Affected users are encouraged to test the fix and report feedback.

Comment 21 Commit Notification 2019-06-04 10:59:02 UTC

Eike Rathke committed a patch related to this issue.
It has been pushed to "libreoffice-6-3":

https://git.libreoffice.org/core/+/c4eb7dddf047a613fee78188a65b36f5215b4c21%5E%21

Resolves: tdf#123752 allow group separator in formula values if possible

It will be available in 6.3.0.1.

The patch should be included in the daily builds available at
https://dev-builds.libreoffice.org/daily/ in the next 24-48 hours.

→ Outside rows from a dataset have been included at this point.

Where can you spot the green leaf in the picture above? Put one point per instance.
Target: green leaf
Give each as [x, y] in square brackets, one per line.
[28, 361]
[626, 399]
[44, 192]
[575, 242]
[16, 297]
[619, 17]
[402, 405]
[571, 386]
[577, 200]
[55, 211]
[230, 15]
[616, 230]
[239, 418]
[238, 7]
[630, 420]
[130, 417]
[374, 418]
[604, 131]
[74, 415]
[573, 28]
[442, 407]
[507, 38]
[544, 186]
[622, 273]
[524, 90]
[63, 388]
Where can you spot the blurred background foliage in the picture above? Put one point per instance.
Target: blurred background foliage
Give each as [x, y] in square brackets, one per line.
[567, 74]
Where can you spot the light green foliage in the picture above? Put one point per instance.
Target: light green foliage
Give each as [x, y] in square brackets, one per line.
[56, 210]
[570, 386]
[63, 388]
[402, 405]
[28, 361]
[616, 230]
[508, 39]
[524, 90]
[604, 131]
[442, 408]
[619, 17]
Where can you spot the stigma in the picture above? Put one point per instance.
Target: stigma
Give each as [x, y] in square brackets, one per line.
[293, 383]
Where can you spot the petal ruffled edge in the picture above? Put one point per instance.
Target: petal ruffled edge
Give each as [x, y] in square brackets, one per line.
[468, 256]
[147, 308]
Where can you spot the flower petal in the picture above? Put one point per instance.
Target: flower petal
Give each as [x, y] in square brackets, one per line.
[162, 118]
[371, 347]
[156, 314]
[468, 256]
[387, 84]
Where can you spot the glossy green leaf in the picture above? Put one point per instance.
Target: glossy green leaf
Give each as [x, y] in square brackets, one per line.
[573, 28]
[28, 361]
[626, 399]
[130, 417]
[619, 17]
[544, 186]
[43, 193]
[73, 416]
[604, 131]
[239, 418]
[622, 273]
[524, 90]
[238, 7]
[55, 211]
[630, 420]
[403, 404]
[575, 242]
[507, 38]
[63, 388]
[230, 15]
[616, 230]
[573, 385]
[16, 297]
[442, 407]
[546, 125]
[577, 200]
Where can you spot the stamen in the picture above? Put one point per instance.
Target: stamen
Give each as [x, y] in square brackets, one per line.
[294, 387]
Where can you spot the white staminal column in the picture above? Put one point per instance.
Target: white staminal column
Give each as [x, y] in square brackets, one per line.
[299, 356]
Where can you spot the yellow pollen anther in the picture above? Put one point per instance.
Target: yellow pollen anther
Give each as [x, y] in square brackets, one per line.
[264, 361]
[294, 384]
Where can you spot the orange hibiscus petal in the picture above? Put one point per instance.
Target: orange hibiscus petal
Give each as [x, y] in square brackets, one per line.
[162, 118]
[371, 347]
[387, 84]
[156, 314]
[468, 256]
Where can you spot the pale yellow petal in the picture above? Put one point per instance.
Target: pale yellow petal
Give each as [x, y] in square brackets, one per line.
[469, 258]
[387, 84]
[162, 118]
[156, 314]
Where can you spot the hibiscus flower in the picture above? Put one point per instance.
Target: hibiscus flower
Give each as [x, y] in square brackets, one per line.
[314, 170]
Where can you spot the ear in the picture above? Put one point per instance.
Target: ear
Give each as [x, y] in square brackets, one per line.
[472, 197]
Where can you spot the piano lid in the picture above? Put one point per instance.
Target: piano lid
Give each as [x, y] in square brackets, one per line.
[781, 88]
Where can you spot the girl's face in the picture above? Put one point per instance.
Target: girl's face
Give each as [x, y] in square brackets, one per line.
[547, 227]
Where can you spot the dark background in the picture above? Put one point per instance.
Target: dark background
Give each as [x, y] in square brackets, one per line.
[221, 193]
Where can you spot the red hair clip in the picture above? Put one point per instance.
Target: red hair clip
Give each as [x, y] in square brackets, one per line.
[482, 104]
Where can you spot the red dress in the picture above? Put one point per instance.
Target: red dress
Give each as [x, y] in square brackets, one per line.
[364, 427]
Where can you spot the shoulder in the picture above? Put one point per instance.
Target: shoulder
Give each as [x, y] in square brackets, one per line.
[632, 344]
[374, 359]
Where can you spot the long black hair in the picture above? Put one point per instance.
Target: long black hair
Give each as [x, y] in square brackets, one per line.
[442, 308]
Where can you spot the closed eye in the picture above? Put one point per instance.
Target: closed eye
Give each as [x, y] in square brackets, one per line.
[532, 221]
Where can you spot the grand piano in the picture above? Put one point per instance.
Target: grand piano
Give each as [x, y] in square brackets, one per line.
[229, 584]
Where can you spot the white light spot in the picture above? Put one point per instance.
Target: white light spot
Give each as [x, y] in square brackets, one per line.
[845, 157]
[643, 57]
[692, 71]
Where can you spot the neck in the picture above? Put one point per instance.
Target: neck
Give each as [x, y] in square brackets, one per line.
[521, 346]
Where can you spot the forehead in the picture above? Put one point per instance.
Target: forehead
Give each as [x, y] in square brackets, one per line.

More
information about daily builds can be found at:
https://wiki.documentfoundation.org/Testing_Daily_Builds

Affected users are encouraged to test the fix and report feedback.

Comment 22 Buovjaga 2019-06-05 17:28:44 UTC

Verified

Arch Linux 64-bit
Version: 6.4.0.0.alpha0+
Build ID: 6c31c2b01dd32cc7ba1230f2c4a98b8f7def219b
CPU threads: 8; OS: Linux 5.1; UI render: default; VCL: gtk3; 
Locale: fi-FI (fi_FI.UTF-8); UI-Language: en-US
Calc: threaded
Built on 5 June 2019

Comment 23 Jouni Kosonen 2019-06-08 08:01:56 UTC

Patching with c4eb7dddf047a613fee78188a65b36f5215b4c21 does restore the functionality in 6.2.4.2.

Comment 24 Commit Notification 2021-07-13 22:30:08 UTC

Xisco Fauli committed a patch related to this issue.
It has been pushed to "master":

https://git.libreoffice.org/core/commit/213430e0bdac0786b30a76a68b43d35647e93912

tdf#123752, tdf#138432: sc_uicalc: Add unittest

It will be available in 7.3.0.

The patch should be included in the daily builds available at
https://dev-builds.libreoffice.org/daily/ in the next 24-48 hours. More
information about daily builds can be found at:
https://wiki.documentfoundation.org/Testing_Daily_Builds

Affected users are encouraged to test the fix and report feedback.